Al-Nakba: settanta anni dopo

15 maggio 2018

 

 

Il quindici maggio di settanta anni fa nasceva lo Stato di Israele, evento considerato dai Palestinesi Al-Nakba (la catastrofe). La sua nascita ha rappresentato il culmine di un lungo percorso, iniziato alla fine del Primo conflitto mondiale, in conseguenza dell’implosione dell’Impero ottomano, proseguito nei trent’anni successivi nel corso dei quali la Potenza mandataria britannica ha con fermo intento operato inflessibilmente perché l’apparato politico e militare del futuro Stato assumesse i tratti di un’entità indipendente, foyer delle comunità ebraiche esistenti nel mondo, principalmente in Europa. Tale ben approntata operazione si è contraddistinta nel suo negativo corso anche per la spietata repressione esercitata dalle forze britanniche sulla comunità palestinese, destinataria a quel tempo delle stesse forme di abuso e di prevaricazione che rivediamo oggi, perpetrate dalla Potenza sionista (demolizione di immobili, arresti arbitrari, confisca di territori e via dicendo).

Ciò fa apparire con evidenza come il dramma palestinese che dal 1948 avvelena il rapporto tra l’Occidente ed il mondo arabo sia una diretta filiazione del colonialismo europeo. E’ principalmente sulla Potenza imperiale britannica che incombe la principale responsabilità della creazione di una crisi che ha raggiunto limiti esplosivi, resi tanto più cruenti quanto la possibilità di una soluzione di questa tragedia appare sempre più remota, alla luce della progressiva chiusura di ogni canale politico.

La realtà sotto i nostri occhi è che ci si trova confrontati a una situazione che fa rivivere sulle sponde del Mediterraneo l’esperienza atroce dell’apartheid sud-africano, anch’essa esportata colà dal razzismo europeo. Si è in effetti in presenza di una sindrome dagli inconfondibili contorni coloniali dove un popolo viene espulso dal territorio di appartenenza andando a popolare i campi profughi sparsi un po’ dappertutto nei Paesi della regione, in primis Giordania, Libano, Siria, Iraq; milioni di palestinesi trasformati in esseri senza patria, in uno stato di spoliazione della propria dignità di esseri umani.
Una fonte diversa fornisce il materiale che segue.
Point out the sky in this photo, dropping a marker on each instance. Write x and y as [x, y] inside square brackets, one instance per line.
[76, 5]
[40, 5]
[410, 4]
Tale avvilente condizione è parimenti vissuta da coloro che teoricamente si trovano in patria, che siano quelli che marciscono nel lager a cielo aperto di Gaza o quelli che subiscono abusi di ogni genere nei territori occupati di Gerusalemme est e di Cisgiordania.

Tutto questo avviene in una persistente violazione della legalità internazionale se si pensa che più di dieci risoluzioni del Consiglio di Sicurezza dell’ONU, come tali vincolanti, sono rimaste del tutto disattese dal Governo di Tel Aviv senza alcuna effettiva reazione da parte della impotente comunità internazionale, beneficiando della complicità USA.

La vittoria elettorale di Trump ha ulteriormente aggravato il quadro complessivo, ponendo fine al ruolo più o meno illusorio svolto dagli Stati Uniti di mediazione in quello che, ripeto, non è un conflitto, termine all’occorrenza improprio, ma una vera e propria impresa coloniale i cui tratti si caratterizzano non solo per la carica di dominazione che porta con sé ma anche per il razzismo che la contraddistingue se si considera che il popolo palestinese continua ad essere esposto ad ogni forma di soprusi e sopraffazioni, trattato come se fosse una sottospecie.

In questi giorni la massa di inermi giovani, falcidiati dalle armi israeliane, più di cento abbattuti alla frontiera di Gaza con Israele dal 30 marzo, quando sono iniziate ogni venerdì le manifestazioni di protesta, ha rivendicato con disperata forza il Diritto al Ritorno, il diritto a ritornare nelle terre di loro appartenenza, dalle quali 750.000 Palestinesi sono stati brutalmente espulsi settant’anni fa.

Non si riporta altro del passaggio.